Nous pensons que le Plan d'action du Sommet mondial de l'alimentation de 1996 est un cadre adéquat pour un grand nombre des initiatives du Sommet de Johannesburg car il établit un lien direct entre l'augmentation de la productivité et l'utilisation de ressources naturelles durables d'une part, et la possibilité de faire reculer la pauvreté et la faim, d'autre part. En d'autres termes, il sera impossible d'éradiquer la pauvreté et la faim sans assurer le développement durable de l'agriculture, des forêts et des pêches. En fin de compte, nous ne pourrons remporter le combat contre la pauvreté si nous n'éliminons pas la faim, qui est son expression la plus critique .

Vous dirigez le département du développement durable de la FAO. De quelle manière la FAO contribue-t-elle à ce développement?

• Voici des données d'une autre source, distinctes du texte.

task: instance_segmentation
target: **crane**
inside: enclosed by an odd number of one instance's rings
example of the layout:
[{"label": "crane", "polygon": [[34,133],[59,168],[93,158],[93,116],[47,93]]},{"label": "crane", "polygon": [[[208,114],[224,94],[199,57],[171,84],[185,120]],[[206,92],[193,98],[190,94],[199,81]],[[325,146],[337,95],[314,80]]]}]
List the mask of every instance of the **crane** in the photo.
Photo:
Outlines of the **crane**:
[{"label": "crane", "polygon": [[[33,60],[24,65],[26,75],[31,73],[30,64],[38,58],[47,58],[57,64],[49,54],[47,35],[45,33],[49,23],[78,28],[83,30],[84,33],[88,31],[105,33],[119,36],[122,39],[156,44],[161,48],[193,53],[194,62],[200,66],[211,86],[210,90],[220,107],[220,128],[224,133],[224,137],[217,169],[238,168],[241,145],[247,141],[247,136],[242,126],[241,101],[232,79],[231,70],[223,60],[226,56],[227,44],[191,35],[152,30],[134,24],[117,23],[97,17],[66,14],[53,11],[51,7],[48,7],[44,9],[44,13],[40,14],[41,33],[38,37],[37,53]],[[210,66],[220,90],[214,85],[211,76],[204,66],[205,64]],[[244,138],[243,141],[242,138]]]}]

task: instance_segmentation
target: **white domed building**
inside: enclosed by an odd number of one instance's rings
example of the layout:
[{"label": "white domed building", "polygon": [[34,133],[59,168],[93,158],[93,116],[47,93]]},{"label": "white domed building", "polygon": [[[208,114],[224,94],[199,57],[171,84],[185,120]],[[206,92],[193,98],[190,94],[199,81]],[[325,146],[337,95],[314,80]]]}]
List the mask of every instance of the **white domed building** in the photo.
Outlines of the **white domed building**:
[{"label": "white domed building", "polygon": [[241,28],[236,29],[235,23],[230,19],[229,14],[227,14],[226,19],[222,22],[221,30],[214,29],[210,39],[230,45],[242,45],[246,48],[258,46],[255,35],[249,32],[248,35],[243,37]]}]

Nous servons de centre international de référence pour les connaissances et les conseils touchant aux dimensions biophysiques, biologiques, socio-économiques, institutionnelles et technologiques du développement durable. Nous coordonnons également le suivi du Sommet de Rio dont est chargée la FAO et nous sommes responsables de l'organisation de conventions majeures sur la diversité biologique, la désertification et les changements climatiques. A Johannesburg, en partenariat avec des grands groupes, la société civile et les gouvernements, nous contribuerons à lancer l'Initiative pour une agriculture et un développement rural durables. Nous espérons que cette initiative se traduira par une amélioration, concrète et mesurable, des moyens d'existence et des conditions de vie des populations rurales au cours des cinq prochaines années.